Terá Abdelaziz Bouteflika assinado já a carta de demissão? Esta quarta-feira foi um dia marcado pela deserção maciça dos apoiantes do ainda Presidente argelino. A declaração do general Ahmed Gaid Salah, chefe do Estado-Maior das Forças Armadas, na terça-feira, sugerindo a exoneração do Presidente, foi entendida como uma intimação. Admite-se que nesta quinta-feira haja um desenlace. Contudo, a simples renúncia de Bouteflika já não satisfaz o movimento popular nem resolve os dilemas do “sistema”. O risco de destabilização permanece muito alto.

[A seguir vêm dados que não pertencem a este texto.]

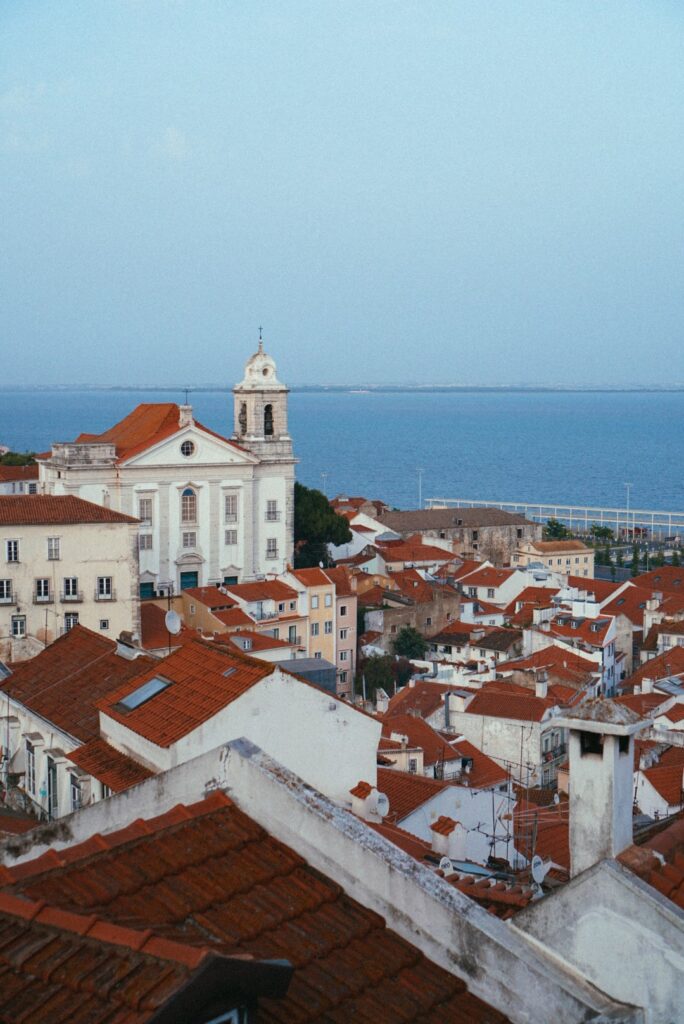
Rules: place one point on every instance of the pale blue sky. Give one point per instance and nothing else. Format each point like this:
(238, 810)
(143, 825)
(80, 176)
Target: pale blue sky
(404, 192)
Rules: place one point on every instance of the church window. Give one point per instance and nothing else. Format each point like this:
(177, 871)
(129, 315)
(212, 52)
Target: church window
(188, 506)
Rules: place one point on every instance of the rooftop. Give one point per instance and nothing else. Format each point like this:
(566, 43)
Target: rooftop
(55, 510)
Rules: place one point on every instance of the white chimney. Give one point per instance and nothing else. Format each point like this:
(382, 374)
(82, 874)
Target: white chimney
(601, 764)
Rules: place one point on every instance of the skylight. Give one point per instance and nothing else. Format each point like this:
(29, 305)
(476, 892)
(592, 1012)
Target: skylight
(144, 693)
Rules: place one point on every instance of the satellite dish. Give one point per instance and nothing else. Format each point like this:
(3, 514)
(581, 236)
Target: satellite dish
(173, 623)
(540, 869)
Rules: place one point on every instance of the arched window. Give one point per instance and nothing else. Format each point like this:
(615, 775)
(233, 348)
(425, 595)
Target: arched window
(188, 506)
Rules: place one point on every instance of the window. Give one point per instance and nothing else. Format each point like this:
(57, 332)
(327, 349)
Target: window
(75, 791)
(188, 506)
(230, 508)
(143, 693)
(144, 510)
(31, 767)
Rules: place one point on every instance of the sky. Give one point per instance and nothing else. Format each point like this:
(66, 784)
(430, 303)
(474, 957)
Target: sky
(466, 193)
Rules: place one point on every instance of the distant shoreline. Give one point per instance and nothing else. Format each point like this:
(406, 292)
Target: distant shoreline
(374, 388)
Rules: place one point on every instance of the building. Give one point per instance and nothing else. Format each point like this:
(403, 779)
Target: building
(480, 532)
(212, 509)
(63, 561)
(565, 557)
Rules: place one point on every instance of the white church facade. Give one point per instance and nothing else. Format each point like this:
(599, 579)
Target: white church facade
(212, 509)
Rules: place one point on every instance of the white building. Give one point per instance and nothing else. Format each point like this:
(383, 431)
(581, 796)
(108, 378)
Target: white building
(213, 509)
(63, 561)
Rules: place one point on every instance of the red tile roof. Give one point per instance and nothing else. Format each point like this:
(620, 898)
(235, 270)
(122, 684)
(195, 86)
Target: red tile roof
(109, 765)
(200, 688)
(65, 682)
(405, 791)
(311, 578)
(54, 510)
(208, 875)
(265, 590)
(667, 580)
(10, 473)
(145, 426)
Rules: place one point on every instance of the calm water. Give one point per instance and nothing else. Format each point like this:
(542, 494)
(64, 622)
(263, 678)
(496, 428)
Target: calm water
(568, 448)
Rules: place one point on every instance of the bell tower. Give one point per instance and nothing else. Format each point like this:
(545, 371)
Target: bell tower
(260, 417)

A intervenção do general não foi improvisada nem pessoal, afirmou ao Le Monde a constitucionalista Fatiha Benabbou. “Foi fruto de um consenso na cúpula do Estado. Há notícia de contactos para encontrar o “sucessor” provisório. Se o Presidente não se demitir, cabe ao Conselho Constitucional declarar a sua incapacidade, nos termos do artigo 102 da Constituição. A função passaria a ser interinamente exercida pelo presidente do Conselho da Nação (câmara alta). O actual titular, Abdelkader Bensalah, é quase universalmente repudiado. Como resolver o imbróglio antes da próxima manifestação, na sexta-feira?

A proposta de Salah teve um acolhimento curioso: foi aplaudida pelo pessoal do regime, incluindo o jornal do governo, o El Moudjahid, e rejeitada pela maioria da oposição e independentes. Porquê? Responde o investigador Brahim Oumansour: “A eventual renúncia de Bouteflika está longe de responder às reivindicações da população argelina. No contexto actual, a aplicação do artigo 102 já está ultrapassada. Na rua, milhões reivindicam uma mudança radical do sistema.”

Os cenários duma transição não estão à vista. Todos dizem concordar com a passagem do poder para uma nova geração. “O problema é que a oposição foi aniquilada e há muito marginalizada no sistema político”, prossegue Oumansour. “A oposição precisa de tempo”. Por isso, “é preciso encontrar os mecanismos que permitam uma transição mais lenta, mais doce, de forma a evitar derivas. Mas isto não se pode fazer com os mesmos homens.” A memória das “primaveras árabes”, a que a Argélia escapou, está presente neste raciocínio.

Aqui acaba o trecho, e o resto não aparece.